CIUDAD DE MÉXICO. — Xochimilco no es solo un destino turístico; es un sistema agrícola ancestral que lucha por respirar. Reconociendo su valor ambiental y cultural, Moctezuma desplegó una jornada de acción colectiva en los canales de Cuemanco, logrando retirar más de una tonelada de lirio acuático y residuos sólidos que asfixiaban el ecosistema.
La iniciativa, realizada en coordinación estrecha con la Secretaría del Medio Ambiente de la Ciudad de México (SEDEMA), no se limitó a la limpieza. El proyecto aplicó una visión de corresponsabilidad y economía circular: el lirio extraído no irá a la basura, sino que se transformará en composta para nutrir la tierra y apoyar la futura siembra de cempasúchil.
Voluntariado de alto impacto
La actividad reunió a más de 80 personas, incluyendo colaboradores, familiares y aliados institucionales. El objetivo técnico fue liberar dos accesos acuáticos estratégicos que se encontraban obstruidos.
Al retirar el tapón de lirio y basura urbana, se restableció la circulación del agua, un factor crítico para oxigenar el canal y facilitar el acceso a las chinampas, consideradas uno de los modelos agrícolas más productivos y sustentables de México.
“Este tipo de iniciativas nos permiten involucrar activamente a nuestra gente en acciones concretas para el cuidado del entorno y contribuir, desde lo local, a la protección de ecosistemas emblemáticos”.

Alianza estratégica con SEDEMA
La intervención no fue improvisada. La autoridad ambiental de la capital definió las rutas críticas de intervención y supervisó la ejecución.

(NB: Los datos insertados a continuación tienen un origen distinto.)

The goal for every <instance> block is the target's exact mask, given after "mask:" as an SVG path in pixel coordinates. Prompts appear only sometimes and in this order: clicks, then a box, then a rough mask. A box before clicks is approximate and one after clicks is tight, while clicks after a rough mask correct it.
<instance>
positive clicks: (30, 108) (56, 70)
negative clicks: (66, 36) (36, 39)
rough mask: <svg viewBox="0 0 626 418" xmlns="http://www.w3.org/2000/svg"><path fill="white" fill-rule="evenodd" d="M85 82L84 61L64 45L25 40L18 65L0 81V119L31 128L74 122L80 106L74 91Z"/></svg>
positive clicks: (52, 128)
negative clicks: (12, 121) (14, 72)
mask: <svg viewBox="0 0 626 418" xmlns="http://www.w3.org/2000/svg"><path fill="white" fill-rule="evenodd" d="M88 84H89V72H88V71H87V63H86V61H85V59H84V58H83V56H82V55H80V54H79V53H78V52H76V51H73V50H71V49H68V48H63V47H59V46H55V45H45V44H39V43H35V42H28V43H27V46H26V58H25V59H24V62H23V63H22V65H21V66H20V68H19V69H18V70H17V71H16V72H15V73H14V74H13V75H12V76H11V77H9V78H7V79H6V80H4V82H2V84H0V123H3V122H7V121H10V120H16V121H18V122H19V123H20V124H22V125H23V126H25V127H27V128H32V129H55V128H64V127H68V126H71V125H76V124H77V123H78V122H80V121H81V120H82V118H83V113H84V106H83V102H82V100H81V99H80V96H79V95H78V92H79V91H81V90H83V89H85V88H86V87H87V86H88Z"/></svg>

Esta jornada es solo una pieza de un plan anual de la SEDEMA que contempla la instalación de centros de acopio en embarcaderos y campañas de sensibilización para turistas y prestadores de servicios, buscando frenar la contaminación en la fuente.
Para Moctezuma, esta acción da continuidad a más de una década de programas de reforestación y conservación, reafirmando que la sostenibilidad corporativa debe “mojarse las manos” para proteger la biodiversidad local.